BGH stärkt Rechte arbeitsloser Kassenpatienten

Ein Arbeitnehmer, der seinen Arbeitsplatz verliert und eine Abfindung erhält, muss hierfür keine Beiträge für die Krankenkasse zahlen. Darüber hinaus kann er sich selbst dann bei seinem Ehepartner kostenlos mitversichern, wenn er seinen Arbeitsplatz freiwillig nach einer Abfindungszahlung aufgegeben hat. Dies entschied das Bundesozialgericht (Az.: B 5b/8 KN 1/06 KR R).
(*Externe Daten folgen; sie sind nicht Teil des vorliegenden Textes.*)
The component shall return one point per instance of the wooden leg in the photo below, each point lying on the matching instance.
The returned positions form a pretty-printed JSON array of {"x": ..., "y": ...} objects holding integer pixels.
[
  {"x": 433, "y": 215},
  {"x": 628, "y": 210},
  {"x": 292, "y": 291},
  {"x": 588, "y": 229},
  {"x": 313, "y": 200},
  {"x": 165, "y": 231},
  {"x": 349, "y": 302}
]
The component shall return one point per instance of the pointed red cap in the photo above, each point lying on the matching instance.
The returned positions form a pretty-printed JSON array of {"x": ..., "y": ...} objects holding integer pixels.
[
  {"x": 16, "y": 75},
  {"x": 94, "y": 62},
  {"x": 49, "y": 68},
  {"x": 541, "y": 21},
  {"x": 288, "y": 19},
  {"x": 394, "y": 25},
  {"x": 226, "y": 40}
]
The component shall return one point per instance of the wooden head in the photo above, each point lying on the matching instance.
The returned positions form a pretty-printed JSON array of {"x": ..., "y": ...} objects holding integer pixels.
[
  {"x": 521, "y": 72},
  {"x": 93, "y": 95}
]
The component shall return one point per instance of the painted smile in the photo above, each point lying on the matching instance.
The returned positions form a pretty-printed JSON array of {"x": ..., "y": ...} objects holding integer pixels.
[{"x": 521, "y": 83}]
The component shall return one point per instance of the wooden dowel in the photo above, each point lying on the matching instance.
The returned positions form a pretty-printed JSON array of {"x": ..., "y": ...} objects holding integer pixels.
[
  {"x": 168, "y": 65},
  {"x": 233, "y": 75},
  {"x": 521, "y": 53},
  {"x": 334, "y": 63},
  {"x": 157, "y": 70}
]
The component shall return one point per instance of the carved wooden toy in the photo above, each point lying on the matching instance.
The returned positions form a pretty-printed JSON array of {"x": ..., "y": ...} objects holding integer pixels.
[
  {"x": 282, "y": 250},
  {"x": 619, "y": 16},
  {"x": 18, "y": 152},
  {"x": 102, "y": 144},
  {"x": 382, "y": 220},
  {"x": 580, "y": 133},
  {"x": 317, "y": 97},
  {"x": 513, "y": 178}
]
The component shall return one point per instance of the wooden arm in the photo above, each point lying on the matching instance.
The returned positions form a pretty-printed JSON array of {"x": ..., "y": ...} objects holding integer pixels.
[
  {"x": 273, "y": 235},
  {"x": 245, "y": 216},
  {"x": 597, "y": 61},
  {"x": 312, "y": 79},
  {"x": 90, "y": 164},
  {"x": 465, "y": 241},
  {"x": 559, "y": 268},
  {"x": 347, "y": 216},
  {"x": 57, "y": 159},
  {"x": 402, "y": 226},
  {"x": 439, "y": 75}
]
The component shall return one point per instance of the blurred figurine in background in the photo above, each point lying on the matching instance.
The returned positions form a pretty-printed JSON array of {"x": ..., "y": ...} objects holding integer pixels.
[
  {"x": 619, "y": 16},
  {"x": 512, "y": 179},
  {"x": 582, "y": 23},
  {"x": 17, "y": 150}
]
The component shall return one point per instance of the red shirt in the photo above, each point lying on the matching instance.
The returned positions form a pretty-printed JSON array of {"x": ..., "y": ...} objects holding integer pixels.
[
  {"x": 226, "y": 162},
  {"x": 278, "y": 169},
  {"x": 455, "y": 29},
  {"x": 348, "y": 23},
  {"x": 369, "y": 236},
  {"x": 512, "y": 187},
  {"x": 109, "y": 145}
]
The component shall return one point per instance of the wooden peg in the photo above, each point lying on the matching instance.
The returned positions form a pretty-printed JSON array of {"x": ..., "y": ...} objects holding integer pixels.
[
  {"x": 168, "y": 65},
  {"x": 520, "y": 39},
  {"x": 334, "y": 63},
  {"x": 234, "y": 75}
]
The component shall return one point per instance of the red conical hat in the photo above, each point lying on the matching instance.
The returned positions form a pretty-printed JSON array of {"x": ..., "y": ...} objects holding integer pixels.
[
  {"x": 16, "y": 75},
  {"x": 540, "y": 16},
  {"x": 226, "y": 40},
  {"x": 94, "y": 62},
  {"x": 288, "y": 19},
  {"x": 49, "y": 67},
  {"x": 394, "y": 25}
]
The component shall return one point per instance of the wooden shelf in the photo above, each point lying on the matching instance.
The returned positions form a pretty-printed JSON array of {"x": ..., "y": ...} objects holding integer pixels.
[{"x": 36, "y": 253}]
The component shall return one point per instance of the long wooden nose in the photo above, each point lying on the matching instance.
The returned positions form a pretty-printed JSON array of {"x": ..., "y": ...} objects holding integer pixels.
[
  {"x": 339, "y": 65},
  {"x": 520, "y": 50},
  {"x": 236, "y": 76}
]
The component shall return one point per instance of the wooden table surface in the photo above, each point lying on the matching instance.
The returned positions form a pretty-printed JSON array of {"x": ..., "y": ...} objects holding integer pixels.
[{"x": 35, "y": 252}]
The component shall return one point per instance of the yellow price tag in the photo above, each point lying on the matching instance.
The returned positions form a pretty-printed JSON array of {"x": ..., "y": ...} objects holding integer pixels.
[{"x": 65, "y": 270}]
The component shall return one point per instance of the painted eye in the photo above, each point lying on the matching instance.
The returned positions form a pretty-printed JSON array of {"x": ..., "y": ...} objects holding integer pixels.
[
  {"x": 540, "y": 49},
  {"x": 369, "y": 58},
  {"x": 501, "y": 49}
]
Klägerin war eine arbeitslose Frau, die sich zum 01. Januar bei ihrem gesetzlich krankenversicherten Ehemann mitversichern lassen wollte. Das lehnte die Krankenkasse jedoch mit der Begründung ab, dass sie eine Abfindung von 55.000,- EUR bekommen habe und somit monatlich sich denjenigen Teil der Summe als Einkommen anrechnen lassen müsse, welcher ihrem früheren Einkommen entspreche. Die Voraussetzungen für eine kostenfreie Mitversicherung in der Familienversicherung seien erst dann gegeben, wenn die Abfindung bis auf den steuerlichen Freibetrag von 14.000,- EUR aufgebraucht sei, was vor dem 01. Mai nicht gegeben sei.

Diesem schloss sich das Bundessozialgericht nicht an und entschied, dass die Familienversicherung der Klägerin gemäß ihrem Antrag am 01. Januar begonnen habe. Eine kostenlose Mitversicherung sei nur dann nicht möglich, wenn ein Ehepartner mehr als den Grenzbetrag von 350,- EUR monatlich erhalte, was hier nicht der Fall sei. Auch könne die Krankenkasse die Abfindung, auch wenn sie sehr hoch ist, nicht einfach in monatliche Beträge aufteilen und als Einkommen bewerten.